Terminada, pues, la historia de Dioneo, por vergüenza menos reída de las señoras que por poca diversión, y conociendo la reina que había llegado el fin de su gobierno, poniéndose en pie y quitándose la corona de laurel se la puso en la cabeza a Elisa, diciéndole:
—A vos, señora, os corresponde ahora mandar.
Elisa, recibiendo el honor, como antes había sido hecho hizo: que, disponiendo con el senescal primeramente lo que era preciso para el período de su señorío, con contento de la compañía dijo:
—Ya hemos oído muchas veces que con palabras ingeniosas o con respuestas prontas muchos han sabido con la reprimenda merecida limar los dientes ajenos o evitar los peligros que se cernían sobre ellos; y porque la materia es buena y puede ser útil, quiero que mañana, con la ayuda de Dios, se discurra dentro de estos límites: es decir, sobre quien con algunas palabras ingeniosas se vengase al ser molestado, o con una pronta respuesta o algún invento escapase a la perdición o al peligro o al desprecio.
Esto fue muy alabado por todos, por lo cual la reina, poniéndose en pie les dio licencia a todos hasta la hora de la cena.
La honrada compañía, viendo a la reina levantada, se puso en pie y según la costumbre, cada uno se entregó a lo que más le gustaba. Pero al callar ya las cigarras, llamando a todos, se fueron a cenar; y terminada con alegre fiesta a cantar y a tocar todos se entregaron. Y habiendo ya, por deseo de la reina, comenzado Emilia una danza, a Dioneo le mandaron que cantase una canción, el cual prestamente comenzó: «Doña Aldruda, levantaos la cola, que buenas nuevas os traigo». De lo que todas las señoras comenzaron a reírse, y máximamente la reina, la cual le mandó que dejase aquélla y dijese otra.
Dijo Dioneo:
—Señora, si tuviese un cimbalo diría: «Alzaos las ropas, doña Lapa» o «Bajo el olivo hay hierba». ¿O querríais que cantase: «Las olas del mar me hacen tanto daño»? Pero no tengo címbalo, y por ello decidme cuál queréis de estas otras: ¿os gustaría: «Sal fuera que está podado como un mayo en la campiña»?
Dijo la reina:
—No, di otra.
—Pues —dijo Dioneo—; diré: «Doña Simona embotella embotella; y no es el mes de octubre».
La reina, riendo, dijo:
—¡Ah, en mala hora!, di una buena, si te place, que no queremos ésa.
Dijo Dioneo:
—No, señora, no os enojéis, pero ¿cuál os gusta? Sé más de mil. ¿O que reís: «Éste mi nicho, si no lo pico» o «¡Ah, despacio, marido mío!» o «Me compraré un gallo de cien liras»?

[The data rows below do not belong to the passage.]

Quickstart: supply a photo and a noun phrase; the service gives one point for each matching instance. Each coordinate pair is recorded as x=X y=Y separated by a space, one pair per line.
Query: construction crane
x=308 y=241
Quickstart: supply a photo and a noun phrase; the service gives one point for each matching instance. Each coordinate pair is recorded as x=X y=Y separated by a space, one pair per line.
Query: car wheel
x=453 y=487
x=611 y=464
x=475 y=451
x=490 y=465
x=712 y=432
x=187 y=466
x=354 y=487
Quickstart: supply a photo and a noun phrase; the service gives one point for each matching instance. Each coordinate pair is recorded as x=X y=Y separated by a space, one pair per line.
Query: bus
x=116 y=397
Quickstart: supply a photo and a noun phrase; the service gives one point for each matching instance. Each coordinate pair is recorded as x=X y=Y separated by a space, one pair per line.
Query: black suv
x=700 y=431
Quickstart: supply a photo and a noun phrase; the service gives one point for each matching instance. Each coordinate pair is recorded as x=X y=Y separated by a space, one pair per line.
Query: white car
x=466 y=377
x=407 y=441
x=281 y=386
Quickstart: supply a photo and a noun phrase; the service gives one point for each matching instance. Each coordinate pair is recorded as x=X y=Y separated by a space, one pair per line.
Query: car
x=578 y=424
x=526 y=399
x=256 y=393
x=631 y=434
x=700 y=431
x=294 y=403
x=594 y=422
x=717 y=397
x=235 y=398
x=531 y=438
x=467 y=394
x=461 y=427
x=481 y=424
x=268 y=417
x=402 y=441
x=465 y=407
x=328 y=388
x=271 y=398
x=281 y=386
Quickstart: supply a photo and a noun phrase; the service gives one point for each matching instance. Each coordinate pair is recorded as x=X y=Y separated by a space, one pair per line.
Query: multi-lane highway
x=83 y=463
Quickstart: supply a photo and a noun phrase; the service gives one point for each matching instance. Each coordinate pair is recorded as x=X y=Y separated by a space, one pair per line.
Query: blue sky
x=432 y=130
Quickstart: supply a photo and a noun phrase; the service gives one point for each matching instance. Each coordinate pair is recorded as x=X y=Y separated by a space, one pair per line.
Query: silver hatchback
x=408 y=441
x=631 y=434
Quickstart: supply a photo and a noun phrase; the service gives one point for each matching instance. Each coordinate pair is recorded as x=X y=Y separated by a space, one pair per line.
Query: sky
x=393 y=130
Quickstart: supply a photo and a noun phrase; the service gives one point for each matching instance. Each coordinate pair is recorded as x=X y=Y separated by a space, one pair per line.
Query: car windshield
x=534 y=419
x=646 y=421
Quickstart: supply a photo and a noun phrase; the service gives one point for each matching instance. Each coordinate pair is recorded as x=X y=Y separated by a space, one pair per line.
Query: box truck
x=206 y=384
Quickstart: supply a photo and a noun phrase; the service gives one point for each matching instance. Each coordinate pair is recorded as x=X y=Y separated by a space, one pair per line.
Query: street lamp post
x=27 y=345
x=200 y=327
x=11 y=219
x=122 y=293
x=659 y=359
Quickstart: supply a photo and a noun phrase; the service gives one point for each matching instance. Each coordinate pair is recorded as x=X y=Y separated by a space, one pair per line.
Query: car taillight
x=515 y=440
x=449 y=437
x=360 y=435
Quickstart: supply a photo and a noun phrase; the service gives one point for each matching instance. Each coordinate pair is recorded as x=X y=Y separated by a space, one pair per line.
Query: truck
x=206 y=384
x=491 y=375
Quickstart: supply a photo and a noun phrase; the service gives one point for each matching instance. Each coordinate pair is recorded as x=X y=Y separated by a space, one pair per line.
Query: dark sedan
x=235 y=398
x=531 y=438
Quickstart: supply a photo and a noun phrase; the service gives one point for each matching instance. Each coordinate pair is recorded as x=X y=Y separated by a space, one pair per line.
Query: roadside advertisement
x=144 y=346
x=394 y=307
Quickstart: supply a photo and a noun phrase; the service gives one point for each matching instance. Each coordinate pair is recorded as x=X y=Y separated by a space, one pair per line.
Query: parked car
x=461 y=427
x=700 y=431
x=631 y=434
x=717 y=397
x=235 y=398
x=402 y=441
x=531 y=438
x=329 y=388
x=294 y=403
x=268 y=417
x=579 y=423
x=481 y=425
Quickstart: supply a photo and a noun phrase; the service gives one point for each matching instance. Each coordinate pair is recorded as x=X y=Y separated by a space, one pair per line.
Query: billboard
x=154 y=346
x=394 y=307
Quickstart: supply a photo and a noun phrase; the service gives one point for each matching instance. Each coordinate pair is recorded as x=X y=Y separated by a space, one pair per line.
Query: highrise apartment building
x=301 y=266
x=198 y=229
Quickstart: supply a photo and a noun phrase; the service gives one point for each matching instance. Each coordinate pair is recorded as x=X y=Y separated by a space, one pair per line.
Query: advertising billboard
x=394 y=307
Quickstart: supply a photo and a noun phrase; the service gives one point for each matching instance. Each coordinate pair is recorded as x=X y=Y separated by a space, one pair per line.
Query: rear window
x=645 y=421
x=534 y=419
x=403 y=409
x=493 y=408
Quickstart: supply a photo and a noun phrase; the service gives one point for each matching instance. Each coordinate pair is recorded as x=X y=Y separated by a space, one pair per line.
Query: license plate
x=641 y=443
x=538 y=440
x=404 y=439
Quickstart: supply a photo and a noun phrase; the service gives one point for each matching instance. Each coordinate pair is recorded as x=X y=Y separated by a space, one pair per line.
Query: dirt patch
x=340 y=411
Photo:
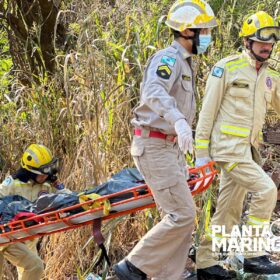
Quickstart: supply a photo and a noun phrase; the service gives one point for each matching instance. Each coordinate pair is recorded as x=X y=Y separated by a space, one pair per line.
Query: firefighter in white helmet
x=35 y=177
x=239 y=90
x=163 y=136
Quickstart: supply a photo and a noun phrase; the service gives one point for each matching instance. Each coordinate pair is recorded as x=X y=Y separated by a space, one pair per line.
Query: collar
x=183 y=52
x=246 y=54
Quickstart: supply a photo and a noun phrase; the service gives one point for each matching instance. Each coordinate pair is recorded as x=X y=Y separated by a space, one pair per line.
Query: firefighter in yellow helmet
x=163 y=135
x=36 y=176
x=239 y=90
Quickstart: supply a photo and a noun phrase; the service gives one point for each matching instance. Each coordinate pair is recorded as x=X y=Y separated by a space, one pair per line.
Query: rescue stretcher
x=62 y=220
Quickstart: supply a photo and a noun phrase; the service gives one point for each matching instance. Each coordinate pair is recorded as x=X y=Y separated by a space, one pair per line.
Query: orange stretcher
x=61 y=220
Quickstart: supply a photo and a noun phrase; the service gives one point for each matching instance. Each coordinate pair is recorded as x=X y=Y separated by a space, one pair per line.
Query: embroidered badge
x=268 y=82
x=218 y=72
x=168 y=60
x=164 y=72
x=43 y=192
x=186 y=77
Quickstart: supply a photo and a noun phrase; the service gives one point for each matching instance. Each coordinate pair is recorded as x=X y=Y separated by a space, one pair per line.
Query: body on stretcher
x=64 y=219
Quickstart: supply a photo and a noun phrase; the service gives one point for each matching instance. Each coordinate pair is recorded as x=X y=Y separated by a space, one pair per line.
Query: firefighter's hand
x=184 y=134
x=202 y=161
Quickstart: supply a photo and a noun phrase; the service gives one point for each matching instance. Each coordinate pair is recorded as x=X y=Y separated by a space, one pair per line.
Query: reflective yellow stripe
x=257 y=221
x=235 y=130
x=202 y=144
x=229 y=166
x=238 y=66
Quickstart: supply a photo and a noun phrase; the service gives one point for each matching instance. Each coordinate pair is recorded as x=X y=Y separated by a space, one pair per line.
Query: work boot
x=125 y=270
x=215 y=272
x=261 y=265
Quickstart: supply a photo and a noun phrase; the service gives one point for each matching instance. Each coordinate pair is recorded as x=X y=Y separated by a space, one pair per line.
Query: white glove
x=184 y=134
x=202 y=161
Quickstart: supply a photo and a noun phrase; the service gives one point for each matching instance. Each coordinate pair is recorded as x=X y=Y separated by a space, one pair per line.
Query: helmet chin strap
x=194 y=38
x=257 y=57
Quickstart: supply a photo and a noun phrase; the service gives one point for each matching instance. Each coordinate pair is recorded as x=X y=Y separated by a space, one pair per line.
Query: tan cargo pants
x=235 y=183
x=162 y=252
x=25 y=257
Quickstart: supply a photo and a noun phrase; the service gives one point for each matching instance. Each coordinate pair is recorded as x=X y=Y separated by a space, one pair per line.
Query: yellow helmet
x=38 y=159
x=260 y=27
x=190 y=14
x=95 y=204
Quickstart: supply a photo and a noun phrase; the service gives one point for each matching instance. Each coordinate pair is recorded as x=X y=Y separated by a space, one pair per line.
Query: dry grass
x=83 y=113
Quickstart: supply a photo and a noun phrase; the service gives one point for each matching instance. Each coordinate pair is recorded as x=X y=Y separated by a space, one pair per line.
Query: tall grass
x=83 y=112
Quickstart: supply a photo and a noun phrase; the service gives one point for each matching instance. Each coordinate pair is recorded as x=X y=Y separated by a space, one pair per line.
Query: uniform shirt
x=234 y=108
x=167 y=92
x=29 y=190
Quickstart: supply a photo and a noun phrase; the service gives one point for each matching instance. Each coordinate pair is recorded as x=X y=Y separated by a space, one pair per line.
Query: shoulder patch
x=217 y=72
x=164 y=72
x=168 y=60
x=7 y=182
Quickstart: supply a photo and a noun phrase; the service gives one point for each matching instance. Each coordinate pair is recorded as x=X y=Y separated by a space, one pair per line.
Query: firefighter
x=35 y=177
x=162 y=136
x=239 y=90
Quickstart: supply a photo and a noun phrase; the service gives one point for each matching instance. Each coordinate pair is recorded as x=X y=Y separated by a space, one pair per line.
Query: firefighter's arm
x=275 y=99
x=7 y=187
x=214 y=92
x=160 y=78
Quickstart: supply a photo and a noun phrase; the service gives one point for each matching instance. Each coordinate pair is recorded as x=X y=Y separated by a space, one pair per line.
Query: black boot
x=261 y=265
x=125 y=270
x=215 y=272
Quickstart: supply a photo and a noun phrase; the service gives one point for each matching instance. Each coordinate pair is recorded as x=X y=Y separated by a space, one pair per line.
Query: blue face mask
x=204 y=42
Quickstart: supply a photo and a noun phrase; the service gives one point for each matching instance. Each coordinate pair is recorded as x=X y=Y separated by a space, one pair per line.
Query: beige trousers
x=235 y=183
x=162 y=252
x=25 y=257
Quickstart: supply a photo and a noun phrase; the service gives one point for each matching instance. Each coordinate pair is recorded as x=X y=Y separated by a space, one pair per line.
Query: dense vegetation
x=69 y=78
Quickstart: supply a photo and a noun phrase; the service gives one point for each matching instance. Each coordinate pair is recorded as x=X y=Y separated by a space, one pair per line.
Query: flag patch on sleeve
x=168 y=60
x=218 y=72
x=164 y=72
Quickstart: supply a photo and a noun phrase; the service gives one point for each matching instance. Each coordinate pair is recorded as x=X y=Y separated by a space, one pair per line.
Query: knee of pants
x=184 y=217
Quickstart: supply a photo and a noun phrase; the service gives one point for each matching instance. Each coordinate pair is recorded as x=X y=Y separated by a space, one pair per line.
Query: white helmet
x=190 y=14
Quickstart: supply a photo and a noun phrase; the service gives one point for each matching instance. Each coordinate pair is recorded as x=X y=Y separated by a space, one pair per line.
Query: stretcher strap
x=99 y=239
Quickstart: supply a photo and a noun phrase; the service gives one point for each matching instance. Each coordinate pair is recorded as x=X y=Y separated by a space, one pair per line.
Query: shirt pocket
x=184 y=97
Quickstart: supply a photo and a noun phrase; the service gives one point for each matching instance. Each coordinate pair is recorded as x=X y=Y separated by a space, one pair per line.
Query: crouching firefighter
x=162 y=137
x=36 y=176
x=239 y=90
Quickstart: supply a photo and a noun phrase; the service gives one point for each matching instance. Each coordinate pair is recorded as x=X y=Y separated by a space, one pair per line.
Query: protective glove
x=202 y=161
x=184 y=134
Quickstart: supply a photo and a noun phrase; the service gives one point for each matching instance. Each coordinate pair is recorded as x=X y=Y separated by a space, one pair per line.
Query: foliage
x=82 y=110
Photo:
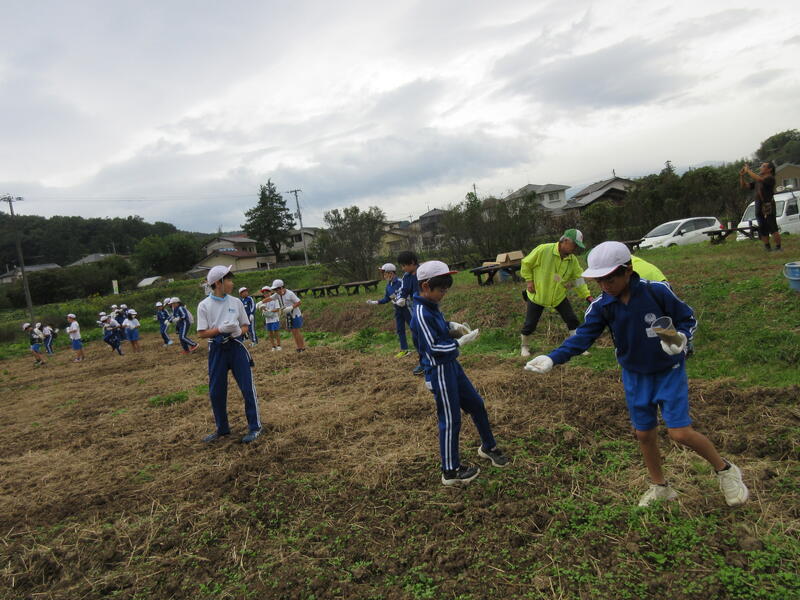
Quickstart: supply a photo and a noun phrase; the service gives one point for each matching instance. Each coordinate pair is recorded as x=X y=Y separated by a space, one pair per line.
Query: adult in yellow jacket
x=548 y=270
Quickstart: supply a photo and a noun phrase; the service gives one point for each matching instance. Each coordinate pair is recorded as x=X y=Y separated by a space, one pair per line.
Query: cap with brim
x=575 y=235
x=605 y=258
x=433 y=268
x=216 y=273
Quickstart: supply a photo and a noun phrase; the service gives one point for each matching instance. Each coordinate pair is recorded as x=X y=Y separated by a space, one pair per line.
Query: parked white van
x=679 y=233
x=787 y=214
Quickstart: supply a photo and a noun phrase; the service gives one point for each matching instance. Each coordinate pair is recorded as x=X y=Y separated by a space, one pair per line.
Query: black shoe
x=213 y=437
x=460 y=476
x=495 y=455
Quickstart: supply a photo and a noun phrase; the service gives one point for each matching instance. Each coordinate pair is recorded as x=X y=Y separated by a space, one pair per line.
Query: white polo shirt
x=214 y=311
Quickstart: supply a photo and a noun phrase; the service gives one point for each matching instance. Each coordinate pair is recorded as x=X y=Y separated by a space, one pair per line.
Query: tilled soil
x=104 y=494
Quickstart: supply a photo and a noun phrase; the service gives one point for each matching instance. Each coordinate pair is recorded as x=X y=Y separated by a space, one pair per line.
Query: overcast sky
x=178 y=110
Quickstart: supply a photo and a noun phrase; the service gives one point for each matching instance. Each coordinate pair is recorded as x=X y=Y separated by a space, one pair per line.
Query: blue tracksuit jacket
x=638 y=348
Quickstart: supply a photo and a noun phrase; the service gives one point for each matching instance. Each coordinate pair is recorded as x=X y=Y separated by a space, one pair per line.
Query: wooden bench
x=718 y=236
x=326 y=290
x=633 y=245
x=352 y=287
x=492 y=270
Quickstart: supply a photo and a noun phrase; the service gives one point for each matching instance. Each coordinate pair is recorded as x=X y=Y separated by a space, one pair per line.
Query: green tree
x=351 y=241
x=781 y=148
x=269 y=221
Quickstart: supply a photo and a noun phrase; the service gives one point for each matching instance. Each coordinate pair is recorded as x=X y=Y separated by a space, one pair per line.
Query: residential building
x=613 y=189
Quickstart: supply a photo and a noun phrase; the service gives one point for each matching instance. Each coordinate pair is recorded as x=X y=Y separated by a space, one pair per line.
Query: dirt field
x=105 y=493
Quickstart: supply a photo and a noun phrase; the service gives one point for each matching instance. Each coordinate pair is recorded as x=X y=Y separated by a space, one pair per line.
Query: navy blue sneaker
x=213 y=437
x=251 y=437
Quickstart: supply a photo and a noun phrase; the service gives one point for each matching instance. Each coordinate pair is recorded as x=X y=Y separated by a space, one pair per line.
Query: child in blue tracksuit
x=402 y=315
x=222 y=320
x=652 y=357
x=408 y=288
x=250 y=308
x=182 y=320
x=439 y=342
x=162 y=316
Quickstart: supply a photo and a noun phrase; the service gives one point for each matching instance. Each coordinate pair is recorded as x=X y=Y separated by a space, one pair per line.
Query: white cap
x=606 y=257
x=433 y=268
x=216 y=273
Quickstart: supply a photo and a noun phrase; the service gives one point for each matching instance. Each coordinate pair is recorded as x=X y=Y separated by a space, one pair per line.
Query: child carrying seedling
x=289 y=304
x=653 y=364
x=270 y=309
x=37 y=338
x=439 y=342
x=402 y=316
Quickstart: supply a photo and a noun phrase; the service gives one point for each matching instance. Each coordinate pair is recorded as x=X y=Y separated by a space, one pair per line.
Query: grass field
x=106 y=491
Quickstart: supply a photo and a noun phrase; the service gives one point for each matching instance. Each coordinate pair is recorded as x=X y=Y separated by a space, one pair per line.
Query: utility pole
x=300 y=218
x=10 y=199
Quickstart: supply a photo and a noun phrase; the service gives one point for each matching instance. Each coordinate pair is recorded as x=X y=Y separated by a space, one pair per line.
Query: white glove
x=457 y=329
x=231 y=327
x=469 y=337
x=674 y=349
x=539 y=364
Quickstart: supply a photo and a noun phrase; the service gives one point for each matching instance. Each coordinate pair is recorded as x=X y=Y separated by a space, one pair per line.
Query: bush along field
x=108 y=493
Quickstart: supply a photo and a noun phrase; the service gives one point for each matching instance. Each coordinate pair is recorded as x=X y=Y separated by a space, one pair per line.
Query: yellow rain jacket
x=647 y=270
x=552 y=275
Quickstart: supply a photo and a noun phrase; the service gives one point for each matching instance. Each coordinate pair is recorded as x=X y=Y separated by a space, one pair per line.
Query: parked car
x=787 y=214
x=679 y=233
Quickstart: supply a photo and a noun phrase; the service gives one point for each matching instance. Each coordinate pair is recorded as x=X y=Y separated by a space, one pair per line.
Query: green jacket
x=551 y=275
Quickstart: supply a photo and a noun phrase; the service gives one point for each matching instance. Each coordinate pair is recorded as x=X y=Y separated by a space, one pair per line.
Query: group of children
x=631 y=307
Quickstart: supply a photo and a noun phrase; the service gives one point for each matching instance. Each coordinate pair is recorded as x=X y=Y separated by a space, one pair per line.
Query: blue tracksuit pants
x=402 y=317
x=224 y=357
x=454 y=392
x=183 y=329
x=162 y=329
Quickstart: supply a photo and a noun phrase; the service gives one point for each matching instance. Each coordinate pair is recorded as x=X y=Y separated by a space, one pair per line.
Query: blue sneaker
x=251 y=437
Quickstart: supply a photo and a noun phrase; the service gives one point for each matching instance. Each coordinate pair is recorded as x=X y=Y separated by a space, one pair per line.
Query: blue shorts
x=668 y=390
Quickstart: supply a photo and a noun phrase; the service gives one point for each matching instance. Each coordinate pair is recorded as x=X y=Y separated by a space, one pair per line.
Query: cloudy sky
x=178 y=110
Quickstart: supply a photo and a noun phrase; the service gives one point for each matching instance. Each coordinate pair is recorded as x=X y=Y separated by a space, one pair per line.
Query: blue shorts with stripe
x=646 y=393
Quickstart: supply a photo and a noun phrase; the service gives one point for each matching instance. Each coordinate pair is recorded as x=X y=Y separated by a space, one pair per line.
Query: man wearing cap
x=250 y=309
x=548 y=270
x=402 y=315
x=222 y=320
x=652 y=357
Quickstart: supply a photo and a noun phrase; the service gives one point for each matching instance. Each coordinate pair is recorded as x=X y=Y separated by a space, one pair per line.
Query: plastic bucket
x=792 y=272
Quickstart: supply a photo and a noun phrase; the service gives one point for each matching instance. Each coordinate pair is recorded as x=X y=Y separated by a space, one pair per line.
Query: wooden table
x=633 y=245
x=325 y=290
x=720 y=235
x=352 y=287
x=491 y=270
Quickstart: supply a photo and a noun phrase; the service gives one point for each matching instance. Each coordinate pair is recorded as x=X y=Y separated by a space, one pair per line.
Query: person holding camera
x=763 y=183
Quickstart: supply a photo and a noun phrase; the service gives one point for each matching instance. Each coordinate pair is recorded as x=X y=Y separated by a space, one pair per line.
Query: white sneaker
x=657 y=492
x=732 y=486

La reina entonces, un tanto enojada, aunque las demás riesen, dijo:
—Dioneo, deja las bromas y di una buena; y si no, podrías probar cómo sé enojarme.
Dioneo, oyendo esto, dejando las bromas, prestamente de tal guisa empezó a cantar:
Amor, la hermosa luz con que sus bellos ojos me han herido a ella y a ti me tiene ya rendido.
De sus ojos se mueve el esplendor con que mi corazón a arder se ha puesto por los míos pasando, y cuánto fuese grande tu valor su bello rostro me hizo manifiesto, el cual, imaginando, sentí que me iba atando todo poder, y que a ella era ofrecido, y ésta la causa de mi llanto ha sido.
Así pues, en tu siervo transformado estoy, señor, y así obediente espero que me seas clemente; mas no sé si del todo ha adivinado mi fe entera y ferviente aquella que mi mente posee, que la paz, si no ha venido de ella no quiero, y nunca la he querido.
Por eso, señor mío, yo te ruego que, al mostrárselo, la hagas tú sentir tu fuego en su costado para servirme, porque yo en tu fuego amando me consumo, y de sufrir me siento ya postrado; y, cuando tú lo creas acertado, dale razón de mí como es debido; que me veré, si lo haces, complacido.
Luego de que Dioneo, callando, mostró que su canción había terminado, hizo la reina decir muchas otras, sin dejar de haber alabado mucho la de Dioneo. Mas luego que parte de la noche hubo pasado, la reina, sintiendo que al calor del día había vencido la frescura de la noche, mandó que todos, hasta el día siguiente, se fuesen a descansar a gusto.